A third chapter examines the implication of a broad requirement of due process for rebel courts, taking as a case study the judicial system put into place by the Liberation Tigers of Tamil Eelam (LTTE) in Sri Lanka. The LTTE launched an armed insurgency against the government of Sri Lanka in the early 1980s, eventually controlling nearly forty percent of national territory. The LTTE developed an independent civil administration which included a state-like court structure with seventeen distinct courts at trial, appeal, and supreme court levels. The group also enacted comprehensive civil and criminal codes, as well as other important pieces of legislation. The chapter takes this exceptionally sophisticated insurgent court system to interrogate the concept of rebel jurisdiction, exploring the foundations in public international law of the extent and limits of territorial, subject-matter, and personal jurisdictions of rebel law and courts. The analysis then turn to the thorny issue of due process requirements that must be met under international humanitarian and human rights law to consider as fair a trial before a rebel court. The precise content of the requirement of a fair trial under international law does vary in situations of emergency like international and non-international armed conflicts. In addition, legal standards must be adjusted to reflect the nature of non-state courts and the particular contextual challenges faced by rebel governance in conflict zones. On that basis, each applicable due process guarantee is analysed to determine the precise requirements it imposes on rebel justice.

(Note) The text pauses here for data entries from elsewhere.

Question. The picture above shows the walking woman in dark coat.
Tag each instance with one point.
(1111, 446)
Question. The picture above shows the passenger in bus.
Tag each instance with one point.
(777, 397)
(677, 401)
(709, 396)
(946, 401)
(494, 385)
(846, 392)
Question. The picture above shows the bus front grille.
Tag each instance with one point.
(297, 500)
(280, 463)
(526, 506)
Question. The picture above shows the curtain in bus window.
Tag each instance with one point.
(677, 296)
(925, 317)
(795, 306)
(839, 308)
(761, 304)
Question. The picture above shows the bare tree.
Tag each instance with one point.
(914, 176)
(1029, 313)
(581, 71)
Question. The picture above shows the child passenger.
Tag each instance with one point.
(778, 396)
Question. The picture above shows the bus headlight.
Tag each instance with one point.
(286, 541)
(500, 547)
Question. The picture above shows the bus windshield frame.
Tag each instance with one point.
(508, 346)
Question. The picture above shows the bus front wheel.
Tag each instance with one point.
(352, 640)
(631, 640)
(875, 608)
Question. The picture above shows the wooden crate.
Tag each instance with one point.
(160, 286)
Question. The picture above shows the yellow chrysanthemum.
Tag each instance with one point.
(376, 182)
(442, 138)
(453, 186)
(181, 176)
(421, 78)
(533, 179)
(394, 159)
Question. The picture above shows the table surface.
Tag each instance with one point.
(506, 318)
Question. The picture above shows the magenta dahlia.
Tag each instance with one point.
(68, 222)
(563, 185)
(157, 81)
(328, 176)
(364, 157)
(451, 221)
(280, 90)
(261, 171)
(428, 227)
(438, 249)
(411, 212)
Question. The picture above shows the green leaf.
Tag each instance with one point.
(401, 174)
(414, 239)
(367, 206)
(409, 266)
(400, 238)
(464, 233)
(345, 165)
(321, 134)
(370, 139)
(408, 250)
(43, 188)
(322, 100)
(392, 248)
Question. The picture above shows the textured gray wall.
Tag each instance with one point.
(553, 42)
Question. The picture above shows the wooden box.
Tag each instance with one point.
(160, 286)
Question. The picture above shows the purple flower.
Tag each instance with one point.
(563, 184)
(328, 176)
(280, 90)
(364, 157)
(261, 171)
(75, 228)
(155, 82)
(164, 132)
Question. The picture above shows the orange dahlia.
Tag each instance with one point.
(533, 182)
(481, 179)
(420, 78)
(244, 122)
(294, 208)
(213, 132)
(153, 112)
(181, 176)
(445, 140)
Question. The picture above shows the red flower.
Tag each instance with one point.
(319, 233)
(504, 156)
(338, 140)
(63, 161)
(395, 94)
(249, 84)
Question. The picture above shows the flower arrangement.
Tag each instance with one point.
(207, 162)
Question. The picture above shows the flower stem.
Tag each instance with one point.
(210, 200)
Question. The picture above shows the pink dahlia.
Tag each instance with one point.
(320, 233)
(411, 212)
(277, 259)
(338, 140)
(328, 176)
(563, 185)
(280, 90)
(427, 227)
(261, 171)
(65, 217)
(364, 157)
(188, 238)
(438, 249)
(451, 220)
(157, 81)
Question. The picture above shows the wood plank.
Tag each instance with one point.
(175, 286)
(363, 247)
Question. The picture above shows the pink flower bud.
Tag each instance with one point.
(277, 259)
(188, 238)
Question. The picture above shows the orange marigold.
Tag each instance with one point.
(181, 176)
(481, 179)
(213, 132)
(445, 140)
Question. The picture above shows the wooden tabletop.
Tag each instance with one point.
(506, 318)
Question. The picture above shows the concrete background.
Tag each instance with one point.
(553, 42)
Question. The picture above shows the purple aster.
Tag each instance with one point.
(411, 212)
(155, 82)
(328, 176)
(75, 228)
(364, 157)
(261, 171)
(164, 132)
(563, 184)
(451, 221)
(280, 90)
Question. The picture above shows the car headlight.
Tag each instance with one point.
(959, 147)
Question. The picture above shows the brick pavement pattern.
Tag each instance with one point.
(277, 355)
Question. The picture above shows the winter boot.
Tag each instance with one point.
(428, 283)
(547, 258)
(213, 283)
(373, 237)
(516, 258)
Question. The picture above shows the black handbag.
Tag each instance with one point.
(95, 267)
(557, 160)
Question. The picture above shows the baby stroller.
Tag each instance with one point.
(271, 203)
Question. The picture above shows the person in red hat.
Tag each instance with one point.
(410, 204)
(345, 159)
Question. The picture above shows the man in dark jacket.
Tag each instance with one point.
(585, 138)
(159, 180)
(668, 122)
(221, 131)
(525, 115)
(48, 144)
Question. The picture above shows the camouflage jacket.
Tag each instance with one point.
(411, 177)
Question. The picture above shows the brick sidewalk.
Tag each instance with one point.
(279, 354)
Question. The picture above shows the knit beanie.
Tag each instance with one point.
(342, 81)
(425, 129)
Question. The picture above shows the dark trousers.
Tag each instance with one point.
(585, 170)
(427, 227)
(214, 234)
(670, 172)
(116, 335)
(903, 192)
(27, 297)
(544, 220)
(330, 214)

Finally, a fourth chapter analyses the possible legal recognition of insurgent justice by other actors, using the judicial practice of three independent Kurdish non-state armed groups in the Middle East as a case-study. The Partiya Karkerên Kurdistan (PKK, Kurdistan Workers’ Party) has been engaged in a bitter armed struggle with Turkey since 1984, with rear bases in northern Iraq and Syria. The Partiya Yekîtiya Demokrat (PYD, Democratic Union Party) is a Kurdish insurgent group that joined the anti-Assad uprising of 2011 and now controls parts of the north-east part of Syria, in a precarious coexistence with the Syrian government. Finally, the Kurdish Regional Government (KRG) has operated independently since 1991 and remain in a military standoff with the central Iraqi government. All three Kurdish groups operate courts at trial and appeal levels, for civil and criminal matters. The Chapter considers the possible application of the principle of complementarity under the Rome Statute in relation to a prosecution before the courts of a non-state armed groups. Likewise, the right or duty of third states under international law to give recognition to the operation of insurgent courts is examined. More radically perhaps, there is a possibility that even the territorial state might in some cases give legal effect to rebel court decisions. Finally, the Kurdish courts offer examples in which one non-state armed group is confronted with the need to determine the validity of the decisions of courts of other armed insurgents.

The rebel administration of justice can be a social good provided by non-state armed groups in situations of armed conflict, in a manner that is not dependent on the legitimacy of their cause. International law provides parameters that can guide this practice, calling for more detailed studies of rebel justice that will allow precise legal analyses. State and non-state law interact in complex patterns in zones of conflict, opening new avenues for an understanding of legal normativity inspired by legal pluralism. Finally, decisions of rebel courts do not lose all significance once war is over. Transitional justice must recognise that the rebel administration of justice is a practice that has factual and legal consequences that keep producing effects long after hostilities have ceased.